PEP 704 - Require virtual environments by default for package installers

The discussion has been focused mainly on pip, but the PEP talks about “installers” in general. Does your view change if I ask you whether you would be happy implementing this functionality in python -m installer <path_to_wheel>? That’s not a troll, it’s a genuine question - we really do have multiple installers these days, and it’s a good sanity check on whether a proposal is saying “pip should do X” or “installers should do X”.

No, for the same reason that it won’t implement PEP 668’s suggested behaviours for “Python-specific package installer (that is, a tool such as pip - not an external tool such as apt)”.

The key difference is that it’s not meant to be a user-facing tool like pip, mousebender, etc are intended to be, and is primarily a shared implementation of unpacking wheels (the hope is that it’ll gain parity with pip and pip would switch to it) and the CLI is meant for “low level” use (i.e. setting up your Linux distro’s lowest layers before you have pip).

I share most of the concerns brought up above, particularly :

At the end of the day, if import foo.bar resolves to something, then foo is “installed” independent of how the import mechanism discovered it, how the those files (if any!) ended up on disk, or if there is any metadata files floating around. While pip and venv are obviously very privileged implementations of how to install packages and isolate things given their relation to core Python, they are by far not the only, and in many cases not the best solutions, to these problems.
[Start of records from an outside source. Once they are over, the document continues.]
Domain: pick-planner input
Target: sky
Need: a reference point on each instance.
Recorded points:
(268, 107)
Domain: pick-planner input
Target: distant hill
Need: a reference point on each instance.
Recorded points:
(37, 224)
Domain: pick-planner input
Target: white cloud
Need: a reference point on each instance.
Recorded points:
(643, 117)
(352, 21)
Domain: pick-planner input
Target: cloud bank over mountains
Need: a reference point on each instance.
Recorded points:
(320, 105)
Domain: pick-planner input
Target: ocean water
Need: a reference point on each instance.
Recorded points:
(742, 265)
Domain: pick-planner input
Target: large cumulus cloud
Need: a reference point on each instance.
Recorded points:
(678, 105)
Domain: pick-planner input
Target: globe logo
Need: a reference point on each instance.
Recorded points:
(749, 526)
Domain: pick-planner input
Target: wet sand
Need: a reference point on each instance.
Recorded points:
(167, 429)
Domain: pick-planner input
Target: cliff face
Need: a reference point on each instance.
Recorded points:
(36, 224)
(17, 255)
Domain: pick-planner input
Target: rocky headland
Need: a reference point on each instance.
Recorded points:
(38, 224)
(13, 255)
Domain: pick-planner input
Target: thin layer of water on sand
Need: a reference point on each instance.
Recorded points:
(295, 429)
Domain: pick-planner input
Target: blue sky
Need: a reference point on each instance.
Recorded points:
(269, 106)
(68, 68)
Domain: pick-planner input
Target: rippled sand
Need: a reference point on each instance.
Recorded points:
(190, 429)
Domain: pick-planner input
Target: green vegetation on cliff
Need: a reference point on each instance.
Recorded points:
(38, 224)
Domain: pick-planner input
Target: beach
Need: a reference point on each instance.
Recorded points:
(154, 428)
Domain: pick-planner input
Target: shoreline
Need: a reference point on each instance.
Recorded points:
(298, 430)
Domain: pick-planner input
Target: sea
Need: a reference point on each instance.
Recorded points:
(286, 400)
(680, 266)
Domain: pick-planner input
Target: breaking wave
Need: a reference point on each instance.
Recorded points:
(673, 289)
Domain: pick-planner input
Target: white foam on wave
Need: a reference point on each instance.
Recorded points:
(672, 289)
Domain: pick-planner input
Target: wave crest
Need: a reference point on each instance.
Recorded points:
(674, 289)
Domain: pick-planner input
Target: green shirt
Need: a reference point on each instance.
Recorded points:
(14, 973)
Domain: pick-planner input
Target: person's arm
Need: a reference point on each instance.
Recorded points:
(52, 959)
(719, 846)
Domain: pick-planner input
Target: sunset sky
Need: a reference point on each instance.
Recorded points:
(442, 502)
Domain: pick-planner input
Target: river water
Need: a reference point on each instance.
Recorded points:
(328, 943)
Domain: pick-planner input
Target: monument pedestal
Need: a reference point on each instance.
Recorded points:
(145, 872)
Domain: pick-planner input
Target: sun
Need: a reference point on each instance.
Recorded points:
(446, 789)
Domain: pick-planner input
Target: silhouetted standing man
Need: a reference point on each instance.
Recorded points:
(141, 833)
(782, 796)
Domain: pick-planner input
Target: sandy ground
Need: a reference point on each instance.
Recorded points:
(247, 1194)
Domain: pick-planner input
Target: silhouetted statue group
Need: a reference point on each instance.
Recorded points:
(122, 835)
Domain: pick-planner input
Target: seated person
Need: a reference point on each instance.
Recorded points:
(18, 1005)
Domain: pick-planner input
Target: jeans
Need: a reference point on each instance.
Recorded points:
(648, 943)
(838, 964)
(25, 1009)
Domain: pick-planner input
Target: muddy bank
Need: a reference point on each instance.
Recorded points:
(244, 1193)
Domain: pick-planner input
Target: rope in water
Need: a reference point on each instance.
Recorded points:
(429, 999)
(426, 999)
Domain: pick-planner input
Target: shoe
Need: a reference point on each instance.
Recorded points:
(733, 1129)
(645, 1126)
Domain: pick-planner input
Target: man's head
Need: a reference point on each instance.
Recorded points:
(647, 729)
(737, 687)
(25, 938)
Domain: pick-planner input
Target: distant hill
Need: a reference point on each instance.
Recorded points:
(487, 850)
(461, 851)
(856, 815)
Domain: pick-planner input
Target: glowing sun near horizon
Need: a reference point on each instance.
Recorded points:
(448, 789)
Please be careful that these privileged tools do not become overly indexed for the kinds of use cases that their maintainers happen to have.


Related, this proposal seems to take as given that in-tree virtual envs are the best (or at least sufficiently consensus best) option and should be suggested as the “standard”.
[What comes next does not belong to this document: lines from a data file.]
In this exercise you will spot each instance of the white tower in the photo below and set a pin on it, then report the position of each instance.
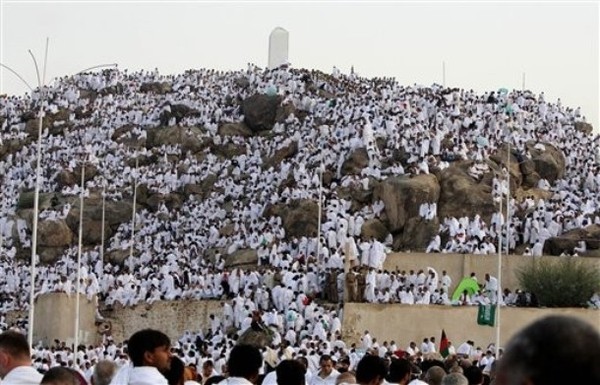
(278, 47)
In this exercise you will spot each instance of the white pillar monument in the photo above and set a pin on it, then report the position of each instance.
(278, 47)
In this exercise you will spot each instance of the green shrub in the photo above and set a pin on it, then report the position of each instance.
(563, 283)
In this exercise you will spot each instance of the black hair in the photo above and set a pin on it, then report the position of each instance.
(143, 341)
(290, 372)
(370, 368)
(244, 361)
(59, 374)
(175, 373)
(399, 368)
(15, 344)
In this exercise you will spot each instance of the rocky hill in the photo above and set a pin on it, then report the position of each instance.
(229, 156)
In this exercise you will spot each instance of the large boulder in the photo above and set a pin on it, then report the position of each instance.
(243, 259)
(115, 213)
(566, 242)
(13, 145)
(281, 154)
(179, 112)
(26, 200)
(260, 111)
(461, 195)
(549, 163)
(584, 127)
(355, 162)
(55, 123)
(417, 234)
(502, 159)
(402, 196)
(171, 201)
(159, 88)
(124, 135)
(234, 129)
(189, 138)
(54, 234)
(258, 339)
(374, 228)
(299, 217)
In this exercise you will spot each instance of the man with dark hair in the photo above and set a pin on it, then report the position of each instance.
(103, 373)
(455, 379)
(60, 376)
(150, 354)
(555, 350)
(243, 365)
(474, 375)
(290, 372)
(15, 360)
(327, 374)
(399, 372)
(371, 370)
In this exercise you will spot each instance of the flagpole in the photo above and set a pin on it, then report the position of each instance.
(79, 247)
(499, 274)
(133, 208)
(444, 74)
(103, 219)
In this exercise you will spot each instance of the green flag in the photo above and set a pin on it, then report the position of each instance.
(486, 315)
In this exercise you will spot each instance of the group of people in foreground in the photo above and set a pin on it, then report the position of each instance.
(553, 350)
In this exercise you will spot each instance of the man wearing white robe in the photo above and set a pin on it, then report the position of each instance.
(150, 354)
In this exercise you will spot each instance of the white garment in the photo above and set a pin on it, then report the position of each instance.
(22, 375)
(235, 381)
(141, 375)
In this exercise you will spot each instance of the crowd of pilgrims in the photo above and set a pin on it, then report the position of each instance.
(169, 259)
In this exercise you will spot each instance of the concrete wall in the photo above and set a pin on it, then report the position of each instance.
(171, 317)
(405, 323)
(54, 318)
(459, 266)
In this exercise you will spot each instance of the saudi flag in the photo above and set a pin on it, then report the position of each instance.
(486, 315)
(444, 344)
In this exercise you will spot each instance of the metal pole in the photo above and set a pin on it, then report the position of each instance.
(79, 247)
(499, 278)
(41, 86)
(444, 74)
(133, 209)
(36, 194)
(318, 255)
(103, 216)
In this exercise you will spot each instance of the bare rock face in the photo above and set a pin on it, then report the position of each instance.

This pattern prevents having multiple envs with different versions of Python/dependencies/both for the same project because it picks a privileged name / location. Further, it makes it very awkward (particularly coupled with auto-activate / discovery based on cwd) to work on multiple projects that interact with each other (e.g. multiple libraries that depend on each other or a library and an application that uses it).

I do not think these are “fringe” or “advanced” use cases. In the sciences a very common pattern, and one that is being actively encouraged, is to put the reusable parts of the analysis into a library and have a separate “application” which uses it for the (embargoed) science analysis. In my now ~15 years of using Python, I am not sure I was ever in a situation where in-tree was a suitable, let alone ideal, solution.
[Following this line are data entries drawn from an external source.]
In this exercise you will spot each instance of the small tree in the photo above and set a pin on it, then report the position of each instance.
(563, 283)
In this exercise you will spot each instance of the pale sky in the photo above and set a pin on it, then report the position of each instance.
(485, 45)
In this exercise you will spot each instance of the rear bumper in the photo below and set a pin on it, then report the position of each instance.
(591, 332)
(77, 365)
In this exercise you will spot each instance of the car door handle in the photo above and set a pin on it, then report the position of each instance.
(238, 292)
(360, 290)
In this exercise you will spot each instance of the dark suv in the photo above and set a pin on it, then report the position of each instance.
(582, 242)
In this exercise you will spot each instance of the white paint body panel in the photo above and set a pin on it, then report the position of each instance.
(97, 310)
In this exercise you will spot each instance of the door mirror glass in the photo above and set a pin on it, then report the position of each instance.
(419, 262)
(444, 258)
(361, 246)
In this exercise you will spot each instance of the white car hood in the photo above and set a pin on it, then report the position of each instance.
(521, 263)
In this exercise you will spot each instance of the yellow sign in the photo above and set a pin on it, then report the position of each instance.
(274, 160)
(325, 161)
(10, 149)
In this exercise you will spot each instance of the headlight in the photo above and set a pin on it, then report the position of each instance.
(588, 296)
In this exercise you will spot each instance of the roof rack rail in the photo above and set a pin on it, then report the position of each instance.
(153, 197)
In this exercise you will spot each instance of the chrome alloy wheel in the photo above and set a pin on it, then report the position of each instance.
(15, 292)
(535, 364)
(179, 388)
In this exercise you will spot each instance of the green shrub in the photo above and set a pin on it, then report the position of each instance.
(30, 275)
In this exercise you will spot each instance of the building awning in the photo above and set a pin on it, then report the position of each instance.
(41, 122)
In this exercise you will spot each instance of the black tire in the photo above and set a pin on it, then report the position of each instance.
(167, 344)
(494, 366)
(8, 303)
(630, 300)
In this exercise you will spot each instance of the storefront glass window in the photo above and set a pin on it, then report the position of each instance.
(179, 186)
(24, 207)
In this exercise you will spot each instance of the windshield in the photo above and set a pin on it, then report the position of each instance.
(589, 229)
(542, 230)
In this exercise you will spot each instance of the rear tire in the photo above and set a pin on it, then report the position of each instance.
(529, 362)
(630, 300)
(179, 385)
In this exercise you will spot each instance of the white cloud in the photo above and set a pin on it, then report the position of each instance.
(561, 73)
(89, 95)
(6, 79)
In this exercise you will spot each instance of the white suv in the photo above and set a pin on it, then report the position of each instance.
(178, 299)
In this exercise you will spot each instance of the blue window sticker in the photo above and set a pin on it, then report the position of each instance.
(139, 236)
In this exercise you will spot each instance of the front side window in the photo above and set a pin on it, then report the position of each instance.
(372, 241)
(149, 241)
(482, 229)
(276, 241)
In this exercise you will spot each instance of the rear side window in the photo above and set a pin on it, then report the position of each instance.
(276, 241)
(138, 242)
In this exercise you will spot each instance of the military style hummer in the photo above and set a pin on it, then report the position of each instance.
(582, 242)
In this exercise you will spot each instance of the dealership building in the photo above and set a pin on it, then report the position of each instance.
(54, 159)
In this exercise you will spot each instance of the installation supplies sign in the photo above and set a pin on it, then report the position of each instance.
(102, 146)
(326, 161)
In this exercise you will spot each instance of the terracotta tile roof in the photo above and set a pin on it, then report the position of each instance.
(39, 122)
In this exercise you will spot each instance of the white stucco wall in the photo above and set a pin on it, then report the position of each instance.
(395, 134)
That in-tree venvs is encouraged by some tools as also lead to pain in downstream projects when users have checked the whole venv in and required re-writing history (see Minor re-writing of history and moving from master to main for default branch - Development - Matplotlib) and any search for a function from Matplotlib on GitHub to estimate actual usage is completely spoiled by the many (many) people who have committed the whole venv to their hello-world project.


A better solution is for the pip that conda ships to simply patch out this behavior (or at least change the default)

6 Likes

My concern with this is that people would update pip with pip, in a Conda environment, following the instructions that pip prints.

3 Likes

Can you clarify this bit? If the shared code is in a library, then aren’t you installing it for your application? And if so, can’t you install it for each application? Is the convenience of not installing it per application what you suggesting by having it all in a single environment?

In my 20 years I have constantly found it suitable, and from a tooling perspective, ideal. :wink: But I’m going to start up a separate topic to see if we can’t find some solution that works for more use cases (including yours).

2 Likes

I completely believe you, but that is my whole point! There are a lot of valid ways to solve this particular problem and the differences between them likely skew in to subjective preference. If I wrote this pep the message would look like :

Please create a venv! run the command python -m venv ~/.virtualenvs/sys310 & . ~/.virtualenvs/sys310/bin/activate and then re-run the command

(with templating based on the Python version) and would expect to be argued with because that would be overly privileging my (possibly narrow) view of how this should be done.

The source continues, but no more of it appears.